Menurut Permendag Nomor 24 Tahun 2020, Bulog hanya bisa menyerap gabah dengan kadar air maksimal 25 persen dan seharga Rp 4.200 per kilogram.

Berdasarkan data Koordinator Nasional Koalisi Rakya untuk Kedaulatan Pangan (KRKP), pertengahan Maret 2021 di Ngawi, Jawa Timur dan Demak, Jawa Tengah harga rata-rata GKP di bawah Rp 4.000 per kilogram.

Menurut Dedi, banyaknya penumpukan beras di gudang lebih disebabkan karena Bulog tidak bisa menjualnya.

“Prinsip dasarnya selain tidak mampu membeli, Bulog ternyata juga tidak mampu menjual berasnya.
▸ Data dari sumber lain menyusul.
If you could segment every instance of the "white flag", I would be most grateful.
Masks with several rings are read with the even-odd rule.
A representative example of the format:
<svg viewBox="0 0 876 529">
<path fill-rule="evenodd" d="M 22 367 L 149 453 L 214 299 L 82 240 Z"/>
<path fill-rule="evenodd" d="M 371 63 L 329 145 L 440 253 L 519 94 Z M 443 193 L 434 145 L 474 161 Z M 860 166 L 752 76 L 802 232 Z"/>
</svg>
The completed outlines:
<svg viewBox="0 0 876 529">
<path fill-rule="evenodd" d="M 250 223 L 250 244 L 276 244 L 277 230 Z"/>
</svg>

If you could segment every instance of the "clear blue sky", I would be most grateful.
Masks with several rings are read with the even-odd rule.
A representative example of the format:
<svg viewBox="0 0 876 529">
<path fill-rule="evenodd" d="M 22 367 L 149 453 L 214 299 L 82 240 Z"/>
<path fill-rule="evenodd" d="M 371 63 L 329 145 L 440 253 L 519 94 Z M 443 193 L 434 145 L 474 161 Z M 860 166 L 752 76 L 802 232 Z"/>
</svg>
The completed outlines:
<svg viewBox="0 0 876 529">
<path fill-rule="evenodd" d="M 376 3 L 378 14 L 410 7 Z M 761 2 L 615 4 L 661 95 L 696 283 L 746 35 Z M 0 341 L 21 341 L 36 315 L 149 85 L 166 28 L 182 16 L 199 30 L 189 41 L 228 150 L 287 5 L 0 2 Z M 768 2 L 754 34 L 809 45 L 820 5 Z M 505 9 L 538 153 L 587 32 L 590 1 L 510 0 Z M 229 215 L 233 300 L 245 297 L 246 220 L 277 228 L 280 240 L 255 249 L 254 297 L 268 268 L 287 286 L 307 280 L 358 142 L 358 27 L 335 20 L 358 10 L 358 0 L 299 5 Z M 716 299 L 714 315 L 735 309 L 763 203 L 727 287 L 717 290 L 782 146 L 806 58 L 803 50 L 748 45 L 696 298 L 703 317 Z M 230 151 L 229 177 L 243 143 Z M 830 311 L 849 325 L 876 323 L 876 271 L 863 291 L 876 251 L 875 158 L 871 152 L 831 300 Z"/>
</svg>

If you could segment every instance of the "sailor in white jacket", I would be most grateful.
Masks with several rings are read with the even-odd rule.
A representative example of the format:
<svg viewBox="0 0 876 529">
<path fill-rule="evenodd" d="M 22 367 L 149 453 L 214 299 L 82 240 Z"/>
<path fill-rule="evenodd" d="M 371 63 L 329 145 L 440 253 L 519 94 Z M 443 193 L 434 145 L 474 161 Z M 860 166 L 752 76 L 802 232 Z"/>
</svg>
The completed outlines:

Akhirnya terjadi penumpukan beras di gudang hasil pembelian tahun 2018,” ungkap Dedi yang juga anggota Fraksi Golkar DPR RI.

Bahkan sekitar 100.000 ton lebih beras Bulog mengalami turun mutu atau bisa disebut busuk karena tidak memiliki gudang penyimpangan yang memadai.

Bulog selama ini hanya mampu menjual atau menyalurkan berasnya saat pemerintah memberikan penugasan terkait program Bantuan Sosial (Bansos) lewat beras.

“Problem pada dunia perberasan kita, yaitu harga gabah menjadi turun karena tidak terserap. Selain itu ketersediaan pangan bisa terancam karena cadangan beras di Bulog mengalami penurunan kualitas atau busuk,” kata Dedi.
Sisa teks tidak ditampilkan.